Matteo Messina Denaro era stato arrestato il 16 gennaio 2023 a Palermo, mentre si trovava in una clinica privata per sottoporsi ad alcune terapie. “È la fine di un incubo e l’inizio di un’era nuova che coinvolga l’intera città”, aveva commentato il sindaco di Castelvetrano, Enzo Alfano. “È la vittoria dello Stato, del diritto – aveva aggiunto il sindaco – non se ne poteva più di associare la città a questo latitante che è nato qui. È un momento di grande vittoria e dobbiamo festeggiare perché oggi si segna una data storica per la nostra città”. “Una grande vittoria dello Stato che dimostra di non arrendersi di fronte alla mafia”, ha detto anche la presidente del Consiglio Giorgia Meloni. “I miei più vivi ringraziamenti, assieme a quelli di tutto il governo, vanno alle forze di polizia, e in particolare al Ros dei Carabinieri, alla Procura nazionale antimafia e alla Procura di Palermo per la cattura dell’esponente più significativo della criminalità mafiosa”. “Il governo – aveva concluso Meloni – assicura che la lotta alla criminalità mafiosa proseguirà senza tregua, come dimostra il fatto che il primo provvedimento di questo esecutivo – la difesa del carcere ostativo – ha riguardato proprio questa materia”.

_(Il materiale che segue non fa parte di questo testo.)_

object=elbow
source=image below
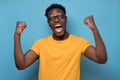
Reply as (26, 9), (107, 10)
(16, 65), (25, 70)
(97, 58), (107, 64)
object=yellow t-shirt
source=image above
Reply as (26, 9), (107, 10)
(31, 34), (91, 80)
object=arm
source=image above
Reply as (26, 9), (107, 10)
(14, 22), (38, 70)
(84, 16), (107, 64)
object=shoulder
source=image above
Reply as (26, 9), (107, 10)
(35, 35), (52, 43)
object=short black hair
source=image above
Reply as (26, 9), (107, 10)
(45, 3), (66, 18)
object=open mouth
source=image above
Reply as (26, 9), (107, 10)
(54, 24), (63, 33)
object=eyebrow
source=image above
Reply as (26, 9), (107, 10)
(49, 13), (62, 17)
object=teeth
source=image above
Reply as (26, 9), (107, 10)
(55, 24), (61, 28)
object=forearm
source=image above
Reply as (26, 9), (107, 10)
(92, 28), (107, 63)
(14, 34), (25, 69)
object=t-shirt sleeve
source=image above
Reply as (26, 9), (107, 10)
(30, 40), (40, 56)
(81, 37), (92, 55)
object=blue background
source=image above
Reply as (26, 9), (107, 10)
(0, 0), (120, 80)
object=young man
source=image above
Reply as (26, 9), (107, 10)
(14, 4), (107, 80)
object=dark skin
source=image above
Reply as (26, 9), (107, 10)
(14, 8), (107, 70)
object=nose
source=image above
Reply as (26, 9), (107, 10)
(54, 17), (60, 22)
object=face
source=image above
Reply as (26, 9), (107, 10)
(48, 8), (67, 37)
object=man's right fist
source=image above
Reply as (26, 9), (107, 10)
(15, 21), (26, 34)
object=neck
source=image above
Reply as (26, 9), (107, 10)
(53, 32), (70, 41)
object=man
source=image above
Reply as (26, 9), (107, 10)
(14, 4), (107, 80)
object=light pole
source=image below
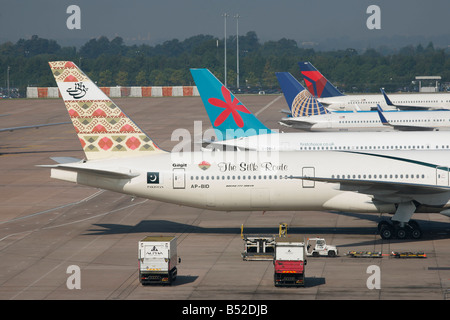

La malattia e l’interrogatorio dopo l’arresto

Matteo Messina Denaro era affetto da un tumore e dal giorno dell’arresto è stato in cura all’interno del supercarcere de l’Aquila dove era detenuto al 41 bis. Lì era stata allestita per lui una stanza per la chemioterapia. Le sue condizioni di salute erano peggiorate l’8 agosto 2023 ed era stato trasferito nel reparto di chirurgia dell’ospedale San Salvatore della città. “Si è aggravato, le sue condizioni sono disperate”, aveva detto il suo legale. Nel frattempo era stato depositato l’interrogatorio del boss dopo l’arresto, nel quale negava di aver commesso stragi e omicidi e di aver trafficato in droga, ma ammetteva di aver avuto una corrispondenza con il capomafia Bernardo Provenzano: “Io non mi farò mai pentito”, aveva detto Messina Denaro. “Non voglio fare il superuomo e nemmeno l’arrogante, voi mi avete preso per la mia malattia”. Poi aveva aggiunto: “Io mi sento uomo d’onore ma non come mafioso. Cosa nostra la conosco dai giornali. La mia vita non è stata sedentaria, è stata una vita molto avventurosa, movimentata”, aveva detto ammettendo la latitanza e di aver comprato una pistola, ma di non averla mai usata e di non aver fatto omicidi e stragi. “Una cosa fatemela dire. Forse è la cosa a cui tengo di più. Io non sono un santo…ma con l’omicidio del bambino non c’entro”, aveva aggiunto Messina Denaro parlando dell’omicidio del piccolo Giuseppe Di Matteo, il figlio del pentito rapito e sciolto nell’acido.